To conclude, our study extends beyond state-of-the-art validation methods by connecting segmentation outputs to clinical data, ensuring both anatomical precision and clinical relevance. Currently, there is no alternative that provides automated segmentation adhering to the same rigorous protocol. This integration marks a pivotal advancement, addressing the need for automated segmentation methods that convince anatomically while directly supporting clinical applications. By demonstrating strong agreement with manual segmentation and validating our findings against established clinical patterns, our approach represents a meaningful step forward in the development of automated tools. This dual-validation strategy enhances reliability and establishes a robust reference point for future studies aiming to integrate automated segmentation with clinical practice.

Conclusion

We aimed to replicate a prior study by Krumm et al.14, confirming early AD-associated cortical thinning within key parahippocampal gyrus regions via automated MRI-segmentation. The results showed high consistency for cortical thickness between the manual and automated segmentation. Therefore, despite the potentially slightly higher sensitivity of manual segmentation in our sample, the automated method still emerges as a promising tool, especially due to its applicability to larger datasets.
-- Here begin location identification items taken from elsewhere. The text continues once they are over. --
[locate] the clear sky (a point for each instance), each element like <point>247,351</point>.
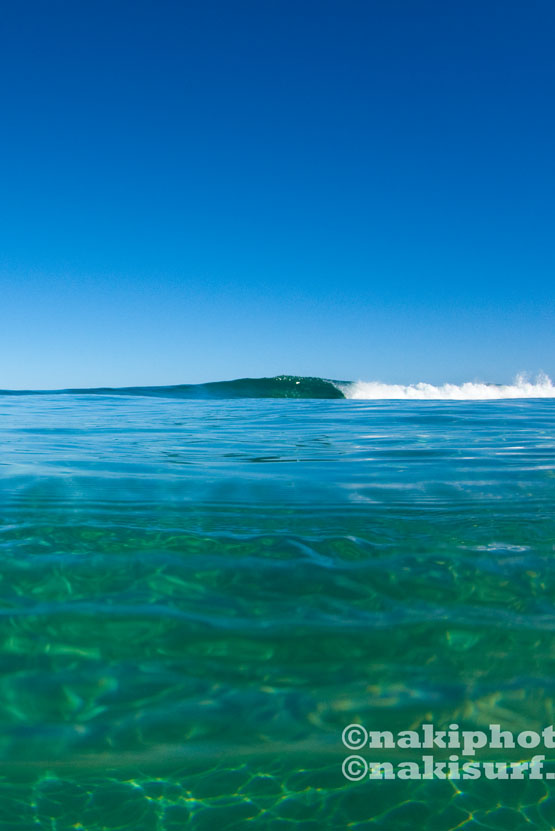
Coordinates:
<point>196,191</point>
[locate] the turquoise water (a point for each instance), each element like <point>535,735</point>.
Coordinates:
<point>197,596</point>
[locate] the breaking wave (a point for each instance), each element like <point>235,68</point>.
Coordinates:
<point>542,387</point>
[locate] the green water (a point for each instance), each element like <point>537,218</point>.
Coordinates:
<point>198,596</point>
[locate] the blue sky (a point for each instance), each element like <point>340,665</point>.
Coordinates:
<point>195,191</point>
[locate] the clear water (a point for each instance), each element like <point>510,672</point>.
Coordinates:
<point>197,596</point>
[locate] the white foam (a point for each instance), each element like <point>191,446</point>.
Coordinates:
<point>542,387</point>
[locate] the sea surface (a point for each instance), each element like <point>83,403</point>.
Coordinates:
<point>198,594</point>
We underscore the importance of future longitudinal studies, which should not only include initially healthy individuals but also focus on measuring unilateral cortical thickness values and incorporate neuropsychological testing, particularly tasks specifically assessing the function of the perirhinal cortex. This strategy not only aims to enhance diagnostic precision but also to pave the way for early, targeted intervention strategies, ultimately contributing to the development of personalized treatment plans and advancing our collective understanding of AD pathology.